- Born: May 17, 1933 New York City
- Died: June 19, 2018 (aged 85) Sleepy Hollow, New York
- Education: New York University
- Occupations: Journalist, contributing editor, critic, author
- Spouse: Dorothy May Markey Kanfer
- Relatives: Myra Page (mother-in-law)
- Writing career
- Language: Yiddish, English
- Period: 1960s–2000s
- Genre: Arts

= Stefan Kanfer =

American journalist, critic, editor and author (1933–2018)

Stefan Kanfer (May 17, 1933 – June 19, 2018) was an American journalist, critic, editor, and author.

==Background==

Stefan Kanfer was born on May 17, 1933, in New York City and raised there and in Hastings-on-Hudson. His family were Jews from Romania, and he spoke Yiddish. His father was a schoolteacher during the Great Depression during Kanfer's early childhood. He attended New York University.

==Career==

In the early 1950s, Kanfer served in an army intelligence unit during the Korean War.

Experience included: "bohemian" in Paris, advertising, military interrogator, writer of cartoon captions, and TV gag-writer.

In the early 1960s, he became a film critic, book critic, and senior editor at Time magazine for more than 20 years when Henry Grunwald ran the magazine. (When Grunwald retired, Kanfer spoke at his retirement party.) Colleagues there included Lance Morrow. He left Time staff in 1987 and contributed articles for another five years.

After Time, he became drama critic for The New Leader, and then contributing editor or writer on arts, culture, and politics for the City Journal (under managing editor Myron Magnet), The Wall Street Journal, and other publications.

==Personal life and death==

Kanfer was married to Dorothy May Markey Kanfer ("May"), daughter of John Markey and Dorothy Markey (pen name Myra Page).
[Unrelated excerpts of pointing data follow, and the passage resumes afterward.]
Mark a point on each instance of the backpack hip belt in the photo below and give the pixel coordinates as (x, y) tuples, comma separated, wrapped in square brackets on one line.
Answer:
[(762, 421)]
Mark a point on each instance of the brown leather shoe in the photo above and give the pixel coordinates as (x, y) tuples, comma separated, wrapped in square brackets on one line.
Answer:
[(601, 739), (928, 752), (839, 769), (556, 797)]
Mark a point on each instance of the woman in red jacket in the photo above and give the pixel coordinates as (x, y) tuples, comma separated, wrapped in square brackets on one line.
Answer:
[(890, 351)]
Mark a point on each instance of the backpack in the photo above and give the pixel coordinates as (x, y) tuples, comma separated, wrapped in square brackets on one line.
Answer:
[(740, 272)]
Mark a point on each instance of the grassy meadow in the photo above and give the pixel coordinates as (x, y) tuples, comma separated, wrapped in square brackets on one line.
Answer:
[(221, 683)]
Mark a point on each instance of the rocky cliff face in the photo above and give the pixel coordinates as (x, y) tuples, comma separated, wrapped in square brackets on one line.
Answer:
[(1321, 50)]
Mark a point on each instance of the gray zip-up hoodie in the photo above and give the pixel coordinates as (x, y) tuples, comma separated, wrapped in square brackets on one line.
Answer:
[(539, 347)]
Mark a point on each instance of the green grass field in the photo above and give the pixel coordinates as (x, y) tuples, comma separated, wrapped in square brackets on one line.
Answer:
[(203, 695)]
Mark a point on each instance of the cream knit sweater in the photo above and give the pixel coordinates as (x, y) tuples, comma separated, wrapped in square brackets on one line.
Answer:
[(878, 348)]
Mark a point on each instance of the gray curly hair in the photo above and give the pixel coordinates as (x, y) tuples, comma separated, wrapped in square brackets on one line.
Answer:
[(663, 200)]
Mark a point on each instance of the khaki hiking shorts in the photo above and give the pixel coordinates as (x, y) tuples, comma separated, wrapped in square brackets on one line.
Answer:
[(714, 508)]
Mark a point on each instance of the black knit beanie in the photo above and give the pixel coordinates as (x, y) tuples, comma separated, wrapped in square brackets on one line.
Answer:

His circle of friends included: Henry Grunwald, fellow Romanian Jew Elie Wiesel, Lance Morrow, Roger Rosenblatt, John Leo, Paul Gray, Ron Sheppard, Jess Korman, Chris Porterfield, Michael Walsh, B. J. Phillips, and Gerald Clarke. (With Morrow, Kanfer formed the "Chester A. Arthur Chapter of the Chuck Jones Fan Club of America.")

With Wiesel, he served on the presidential Wiesel Commission on the Romanian holocaust.

He served as mentor and supporter of younger writers, played the ukulele and musical saw, and held concerts and film presentations in his home.

Kanfer died on June 19, 2018, age 85, in Sleepy Hollow, New York.

==Awards==

- New York Public Library Literary Lions honoree
- Academy Award-nominated documentary

==Works==

Kanfer published 16 books and numerous articles, numerous songs, plays, essays, and reviews.